Question:  "Think about your most challenging student, what did you learn from that experience, what would you do differently."

My Redo:

The hardest child for me to deal with when I was teaching repeatedly did the same things to aggravate or frustrate classmates and me throughout the year.  There was no sense that she understood  or could keep from alienating herself from the other kids in class.  There was no feeling that time out or consequences helped her to change her behaviors.  It was frustrating for me then.

What I have learned is no child wants to do poorly.  "Children will do well if they can."  (ala Ross Greene)  And I firmly believe this and with this lense it becomes easier as a teacher, as a parent, to set aside personal frustrations and dig in to helping the child with whatever underlying problem may be the real root of the issue.  With this lense, I realize that thinking a child is "willfull" or "manipulative", thinking the parenting is poor, those things do not help the child who needs to be taught skills to succeed.  Assumptions teach no one anything.  It is only when we set aside our assumptions and look deeply at the child, and the child's set of skills that we may help them learn what they need.


Anonymous said...

"What I have learned is no child wants to do poorly. "Children will do well if they can." (ala Ross Greene)"

Wow!

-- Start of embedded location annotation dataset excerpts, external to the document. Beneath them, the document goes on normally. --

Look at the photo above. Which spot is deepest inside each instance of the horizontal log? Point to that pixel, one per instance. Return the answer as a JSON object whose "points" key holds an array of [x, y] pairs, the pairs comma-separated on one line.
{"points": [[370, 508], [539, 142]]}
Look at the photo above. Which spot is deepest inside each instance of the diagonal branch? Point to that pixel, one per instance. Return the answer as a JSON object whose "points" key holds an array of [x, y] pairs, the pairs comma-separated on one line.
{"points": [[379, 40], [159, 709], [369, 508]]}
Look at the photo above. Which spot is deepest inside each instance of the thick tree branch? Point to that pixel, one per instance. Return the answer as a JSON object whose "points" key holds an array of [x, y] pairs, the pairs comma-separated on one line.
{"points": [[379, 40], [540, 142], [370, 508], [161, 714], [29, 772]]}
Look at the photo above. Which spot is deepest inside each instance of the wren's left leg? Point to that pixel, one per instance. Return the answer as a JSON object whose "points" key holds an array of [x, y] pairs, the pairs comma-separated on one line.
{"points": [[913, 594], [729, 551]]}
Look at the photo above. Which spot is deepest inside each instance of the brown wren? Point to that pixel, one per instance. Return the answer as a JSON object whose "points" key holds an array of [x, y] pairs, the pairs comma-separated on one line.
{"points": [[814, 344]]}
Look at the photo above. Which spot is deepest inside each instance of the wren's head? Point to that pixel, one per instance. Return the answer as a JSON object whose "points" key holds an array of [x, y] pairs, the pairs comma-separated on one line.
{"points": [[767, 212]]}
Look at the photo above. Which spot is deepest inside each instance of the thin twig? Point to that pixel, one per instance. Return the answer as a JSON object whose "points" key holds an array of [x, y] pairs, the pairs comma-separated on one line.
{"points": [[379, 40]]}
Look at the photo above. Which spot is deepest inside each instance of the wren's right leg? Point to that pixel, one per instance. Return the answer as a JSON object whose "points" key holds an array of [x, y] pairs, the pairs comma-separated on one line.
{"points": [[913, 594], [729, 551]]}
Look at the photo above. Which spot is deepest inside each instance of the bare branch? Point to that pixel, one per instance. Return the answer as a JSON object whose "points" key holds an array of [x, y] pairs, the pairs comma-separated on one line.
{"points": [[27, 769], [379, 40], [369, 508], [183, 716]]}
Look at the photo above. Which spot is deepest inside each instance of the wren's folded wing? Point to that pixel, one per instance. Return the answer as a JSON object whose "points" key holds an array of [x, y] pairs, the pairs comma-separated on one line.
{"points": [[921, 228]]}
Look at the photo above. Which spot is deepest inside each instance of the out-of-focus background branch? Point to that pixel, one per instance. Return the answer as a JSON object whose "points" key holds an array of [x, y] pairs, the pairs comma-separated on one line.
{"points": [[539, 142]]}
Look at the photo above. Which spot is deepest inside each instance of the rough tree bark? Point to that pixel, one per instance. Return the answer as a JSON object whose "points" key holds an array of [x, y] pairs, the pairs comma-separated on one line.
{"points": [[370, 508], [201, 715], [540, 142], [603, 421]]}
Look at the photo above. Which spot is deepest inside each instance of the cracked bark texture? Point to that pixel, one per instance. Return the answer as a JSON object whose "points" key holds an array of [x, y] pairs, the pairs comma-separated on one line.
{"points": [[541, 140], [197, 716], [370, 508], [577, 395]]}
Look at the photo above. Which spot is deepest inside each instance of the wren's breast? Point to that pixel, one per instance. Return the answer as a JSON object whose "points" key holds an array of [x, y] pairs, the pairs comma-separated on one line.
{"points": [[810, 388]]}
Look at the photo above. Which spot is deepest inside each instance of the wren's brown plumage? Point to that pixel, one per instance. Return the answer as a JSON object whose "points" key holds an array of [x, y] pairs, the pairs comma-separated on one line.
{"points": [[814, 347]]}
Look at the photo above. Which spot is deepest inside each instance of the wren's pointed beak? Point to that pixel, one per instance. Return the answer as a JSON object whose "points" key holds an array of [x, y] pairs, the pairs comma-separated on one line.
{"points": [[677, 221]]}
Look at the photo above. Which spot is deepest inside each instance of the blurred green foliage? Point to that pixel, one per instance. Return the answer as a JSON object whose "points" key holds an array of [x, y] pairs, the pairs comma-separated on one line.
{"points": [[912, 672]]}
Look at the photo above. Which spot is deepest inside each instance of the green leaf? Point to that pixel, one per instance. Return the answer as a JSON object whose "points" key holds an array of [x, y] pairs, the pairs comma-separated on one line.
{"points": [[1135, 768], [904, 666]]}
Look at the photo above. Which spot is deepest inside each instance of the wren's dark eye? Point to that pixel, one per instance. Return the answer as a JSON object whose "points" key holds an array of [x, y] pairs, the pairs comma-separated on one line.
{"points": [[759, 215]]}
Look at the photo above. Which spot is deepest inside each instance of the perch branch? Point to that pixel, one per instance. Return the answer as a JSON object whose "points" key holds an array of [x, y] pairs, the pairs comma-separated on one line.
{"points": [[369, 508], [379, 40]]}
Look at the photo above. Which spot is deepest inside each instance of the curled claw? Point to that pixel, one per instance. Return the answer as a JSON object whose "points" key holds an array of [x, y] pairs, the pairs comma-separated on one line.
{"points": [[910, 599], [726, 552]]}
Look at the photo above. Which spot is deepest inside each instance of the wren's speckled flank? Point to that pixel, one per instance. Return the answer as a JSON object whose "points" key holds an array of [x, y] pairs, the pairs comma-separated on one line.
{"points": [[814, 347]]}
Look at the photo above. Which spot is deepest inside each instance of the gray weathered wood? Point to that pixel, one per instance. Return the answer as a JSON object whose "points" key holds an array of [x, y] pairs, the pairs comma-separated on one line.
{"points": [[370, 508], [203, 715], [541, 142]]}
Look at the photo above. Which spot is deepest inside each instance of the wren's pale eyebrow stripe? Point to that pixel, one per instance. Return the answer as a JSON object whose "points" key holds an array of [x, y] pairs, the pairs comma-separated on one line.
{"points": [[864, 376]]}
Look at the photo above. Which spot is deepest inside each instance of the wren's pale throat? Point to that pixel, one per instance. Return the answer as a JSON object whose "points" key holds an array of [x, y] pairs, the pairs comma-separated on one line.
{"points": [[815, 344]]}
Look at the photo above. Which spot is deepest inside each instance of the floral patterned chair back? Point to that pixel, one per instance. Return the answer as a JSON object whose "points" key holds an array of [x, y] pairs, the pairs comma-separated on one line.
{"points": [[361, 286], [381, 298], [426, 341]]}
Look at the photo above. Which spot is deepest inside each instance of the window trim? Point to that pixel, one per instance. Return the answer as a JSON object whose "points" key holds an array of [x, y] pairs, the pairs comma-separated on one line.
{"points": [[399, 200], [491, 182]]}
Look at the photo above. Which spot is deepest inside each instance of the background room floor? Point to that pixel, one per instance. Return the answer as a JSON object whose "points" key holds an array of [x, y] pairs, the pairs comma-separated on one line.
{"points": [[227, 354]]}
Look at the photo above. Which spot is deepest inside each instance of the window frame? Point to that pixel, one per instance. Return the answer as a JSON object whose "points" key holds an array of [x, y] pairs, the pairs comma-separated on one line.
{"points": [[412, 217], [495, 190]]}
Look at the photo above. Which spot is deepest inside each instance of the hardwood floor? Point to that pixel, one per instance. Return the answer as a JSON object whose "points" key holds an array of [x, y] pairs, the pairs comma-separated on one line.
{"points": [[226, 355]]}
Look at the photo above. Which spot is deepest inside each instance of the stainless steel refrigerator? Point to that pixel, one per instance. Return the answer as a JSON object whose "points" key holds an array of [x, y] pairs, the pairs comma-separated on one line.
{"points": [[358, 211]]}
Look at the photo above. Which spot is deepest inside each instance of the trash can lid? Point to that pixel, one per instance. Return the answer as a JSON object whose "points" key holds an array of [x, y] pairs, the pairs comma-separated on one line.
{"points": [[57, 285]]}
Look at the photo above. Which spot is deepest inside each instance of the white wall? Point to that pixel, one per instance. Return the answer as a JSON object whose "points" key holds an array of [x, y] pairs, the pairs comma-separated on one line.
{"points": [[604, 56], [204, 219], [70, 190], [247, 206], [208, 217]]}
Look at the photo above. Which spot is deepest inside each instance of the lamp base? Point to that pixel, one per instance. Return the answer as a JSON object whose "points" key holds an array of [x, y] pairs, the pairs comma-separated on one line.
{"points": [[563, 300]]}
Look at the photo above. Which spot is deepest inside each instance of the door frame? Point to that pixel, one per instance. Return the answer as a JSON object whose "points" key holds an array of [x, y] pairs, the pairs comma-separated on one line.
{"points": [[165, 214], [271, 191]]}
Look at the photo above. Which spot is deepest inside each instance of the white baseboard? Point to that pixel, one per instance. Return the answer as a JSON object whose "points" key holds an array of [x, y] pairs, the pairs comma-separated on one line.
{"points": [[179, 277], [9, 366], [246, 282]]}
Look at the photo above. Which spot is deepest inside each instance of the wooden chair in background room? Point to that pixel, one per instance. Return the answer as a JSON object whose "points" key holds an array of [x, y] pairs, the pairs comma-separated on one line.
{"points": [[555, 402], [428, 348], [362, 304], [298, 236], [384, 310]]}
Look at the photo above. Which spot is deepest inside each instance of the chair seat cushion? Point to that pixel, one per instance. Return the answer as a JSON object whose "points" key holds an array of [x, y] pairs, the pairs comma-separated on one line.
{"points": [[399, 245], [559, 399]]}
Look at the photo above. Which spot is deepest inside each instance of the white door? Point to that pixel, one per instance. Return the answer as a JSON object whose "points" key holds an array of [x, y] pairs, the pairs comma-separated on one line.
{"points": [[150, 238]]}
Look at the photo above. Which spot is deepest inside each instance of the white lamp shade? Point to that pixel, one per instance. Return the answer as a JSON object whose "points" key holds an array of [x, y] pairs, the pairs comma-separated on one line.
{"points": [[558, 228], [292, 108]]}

I think that this is my life lesson! I am not a teacher, but as a mother, I felt so confounded by my son's behavior.

When I first read those words a few years ago they were a revelation. I cling to them now, and remind myself when I feel overwhelmed.

You are so right, unexpected behavior is a request to be taught differently. As a mother, I examine off behavior and try to put together a new plan.

Amy Boyden said...

It is revelational isn't it? Like a psychologist I spoke with a while ago verified, our children need parenting and teaching that is sometimes contrary to popular beliefs and if we let society and our own stuck in the muck ideas get in the way it will become even harder to parent and harder to reach and teach our kids. Thanks for reading and responding :)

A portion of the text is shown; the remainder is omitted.